En entrevista para Quadratín Jalisco Verónica Vázquez, directora de la guardería revela que antes de la cuarentena cuidaban 27 personas con discapacidad, pero con forme pasaban los días e incrementaba los días de confinamiento reducía la asistencia hasta quedar en 7 miembros, algo que hace insostenible su funcionamiento.

“Claro que redujo mucho, atendíamos a 27 personas, pero la situación se complicó, los papás comenzaron a dar de baja a sus niños y bueno, nos quedamos con 7, pero los gastos continúan, la renta no bajo, los impuestos menos, pero aquí estamos”, explicó.

A pesar de la reducción presupuestal que está presentando, la directora señaló que no se han visto en la necesidad de despedir personal, pero sí en reducir su sueldo.

“Tratamos de mantener nuestro personal. Claro disminuimos el sueldo, pero ellos están comprometidos con nuestra labor, dos de mis maestros pues bueno decidieron irse y es comprensible, nosotros no recibimos ningún subsidio de nadie, es por eso que pedimos de la ayuda de las personas”.

En el Estado son pocos los lugares donde existen personas capacitadas para atender a personas que presentan alguna invalidez, desde el nacimiento, por un accidente o por el edad avanzada, por ello Verónica Vázquez enaltece la labor que realizan en el lugar.

“Todos en algún momento de nuestras vidas vamos a necesitar de algún experto en personas con alguna discapacidad, porque al final todos tendremos una, es natural, con el simple hecho de usar lentes ya tienes alguna discapacidad”, señaló.

Este apostolado, como lo llama la maestra Verónica, le ha dejado aprendizajes que le han cambiado la vida.
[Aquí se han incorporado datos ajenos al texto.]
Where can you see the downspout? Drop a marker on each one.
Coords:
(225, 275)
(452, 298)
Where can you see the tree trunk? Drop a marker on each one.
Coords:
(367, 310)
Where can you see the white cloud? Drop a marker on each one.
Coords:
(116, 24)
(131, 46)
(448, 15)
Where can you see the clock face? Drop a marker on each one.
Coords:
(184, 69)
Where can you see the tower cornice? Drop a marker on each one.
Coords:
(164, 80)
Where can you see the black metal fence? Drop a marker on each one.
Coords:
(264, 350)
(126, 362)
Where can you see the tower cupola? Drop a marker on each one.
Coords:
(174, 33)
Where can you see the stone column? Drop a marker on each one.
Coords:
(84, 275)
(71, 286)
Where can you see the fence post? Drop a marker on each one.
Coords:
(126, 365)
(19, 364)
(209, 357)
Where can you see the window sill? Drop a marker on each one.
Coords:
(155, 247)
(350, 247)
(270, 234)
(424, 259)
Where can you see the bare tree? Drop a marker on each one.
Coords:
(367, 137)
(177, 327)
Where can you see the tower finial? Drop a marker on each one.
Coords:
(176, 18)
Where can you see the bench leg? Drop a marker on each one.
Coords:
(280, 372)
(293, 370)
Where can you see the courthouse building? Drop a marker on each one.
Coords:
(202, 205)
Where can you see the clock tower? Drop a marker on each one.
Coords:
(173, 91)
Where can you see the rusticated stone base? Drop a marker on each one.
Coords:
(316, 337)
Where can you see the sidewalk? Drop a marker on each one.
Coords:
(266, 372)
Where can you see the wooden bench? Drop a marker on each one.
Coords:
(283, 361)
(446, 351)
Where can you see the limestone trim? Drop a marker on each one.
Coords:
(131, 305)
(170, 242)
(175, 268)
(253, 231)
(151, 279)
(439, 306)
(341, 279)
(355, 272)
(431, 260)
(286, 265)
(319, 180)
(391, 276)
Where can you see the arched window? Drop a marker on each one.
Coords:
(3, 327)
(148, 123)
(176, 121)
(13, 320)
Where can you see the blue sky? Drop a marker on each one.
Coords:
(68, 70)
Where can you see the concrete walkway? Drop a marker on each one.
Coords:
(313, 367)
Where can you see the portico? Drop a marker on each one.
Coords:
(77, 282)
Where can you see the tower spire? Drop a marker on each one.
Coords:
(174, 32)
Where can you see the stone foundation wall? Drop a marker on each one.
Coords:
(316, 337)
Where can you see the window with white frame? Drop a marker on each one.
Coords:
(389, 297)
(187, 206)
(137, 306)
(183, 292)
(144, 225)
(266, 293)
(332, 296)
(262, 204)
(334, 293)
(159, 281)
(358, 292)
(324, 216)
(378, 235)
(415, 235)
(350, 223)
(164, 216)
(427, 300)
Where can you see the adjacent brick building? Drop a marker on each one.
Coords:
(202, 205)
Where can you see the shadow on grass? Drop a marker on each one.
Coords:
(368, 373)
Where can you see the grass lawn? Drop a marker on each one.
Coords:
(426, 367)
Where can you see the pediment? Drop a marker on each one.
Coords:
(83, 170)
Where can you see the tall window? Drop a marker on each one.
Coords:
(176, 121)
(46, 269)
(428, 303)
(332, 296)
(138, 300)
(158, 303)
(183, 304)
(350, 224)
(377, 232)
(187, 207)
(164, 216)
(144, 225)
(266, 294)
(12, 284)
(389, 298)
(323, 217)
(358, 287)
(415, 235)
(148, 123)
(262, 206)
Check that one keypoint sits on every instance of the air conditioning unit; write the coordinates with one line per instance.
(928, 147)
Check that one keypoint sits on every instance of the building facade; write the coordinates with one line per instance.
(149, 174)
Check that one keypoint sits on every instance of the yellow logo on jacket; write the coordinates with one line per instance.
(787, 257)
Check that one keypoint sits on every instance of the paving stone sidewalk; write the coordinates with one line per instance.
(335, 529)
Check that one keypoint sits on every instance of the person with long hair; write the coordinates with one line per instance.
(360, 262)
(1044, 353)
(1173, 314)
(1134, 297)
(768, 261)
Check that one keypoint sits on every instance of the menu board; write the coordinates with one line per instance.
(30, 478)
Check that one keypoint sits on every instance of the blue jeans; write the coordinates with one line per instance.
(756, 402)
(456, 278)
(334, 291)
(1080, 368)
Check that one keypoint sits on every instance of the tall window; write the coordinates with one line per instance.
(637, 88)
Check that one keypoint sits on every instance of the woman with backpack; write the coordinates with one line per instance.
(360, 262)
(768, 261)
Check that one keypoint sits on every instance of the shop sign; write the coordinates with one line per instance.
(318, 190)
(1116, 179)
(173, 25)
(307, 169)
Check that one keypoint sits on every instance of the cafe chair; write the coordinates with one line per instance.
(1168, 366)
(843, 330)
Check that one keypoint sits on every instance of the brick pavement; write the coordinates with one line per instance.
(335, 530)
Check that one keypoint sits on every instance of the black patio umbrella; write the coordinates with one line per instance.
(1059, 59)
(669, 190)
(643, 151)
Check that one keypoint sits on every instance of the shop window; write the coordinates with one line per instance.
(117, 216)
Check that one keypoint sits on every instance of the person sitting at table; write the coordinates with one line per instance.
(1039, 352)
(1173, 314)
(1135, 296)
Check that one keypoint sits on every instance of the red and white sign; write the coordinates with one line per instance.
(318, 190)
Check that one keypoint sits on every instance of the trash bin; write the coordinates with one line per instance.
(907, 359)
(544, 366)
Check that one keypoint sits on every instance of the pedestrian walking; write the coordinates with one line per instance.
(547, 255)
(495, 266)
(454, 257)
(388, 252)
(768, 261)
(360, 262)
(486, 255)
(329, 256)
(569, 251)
“Este es un apostolado, me gusta llamarlo así porque es servir a los demás, ayudarlos y guiarlos más a ellos que nos necesitan. Me ha tocado vivir desde logros hasta tristezas, ellos te enseñan mucho porque a pesar de su discapacidad, bueno tienen talentos y al ver cómo los desarrollan y la manera en que lo desarrollan te marca la vida”, puntualizó.

Explicó que quienes deseen apoyar a la guardería Mi Pequeño especial puede hacerlo llevando artículos de higiene, material de trabajo (principalmente didáctico y papelería), e incluso económico.

“Aquí recibimos de todo, ropa, artículos de higiene personal, dinero, material didáctico, todo nos lo donan nuestros padrinos, así les llamamos, porque cada persona vela por un niño y quien guste puede apoyar a la asociación civil”, explicó.

La ayuda la recibirá la maestra Verónica Vázquez en la Calle santa Mónica 622 entre Guillermo Prieto y Francisco Zarco.

Por el momento están realizando la rifa de un viaje a Mazatlán donde se han vendido pocos boletos y esto servirá para poder ayudar a pagar gastos.

“Se está haciendo un esfuerzo muy grande para salir a delante, por seguir ofreciendo nuestros servicios. Yo no quiero que este espacio se cierre, para nosotros es muy importante, pero hay que vender boletos. Faltan 92 boletos para vender”, concluyó.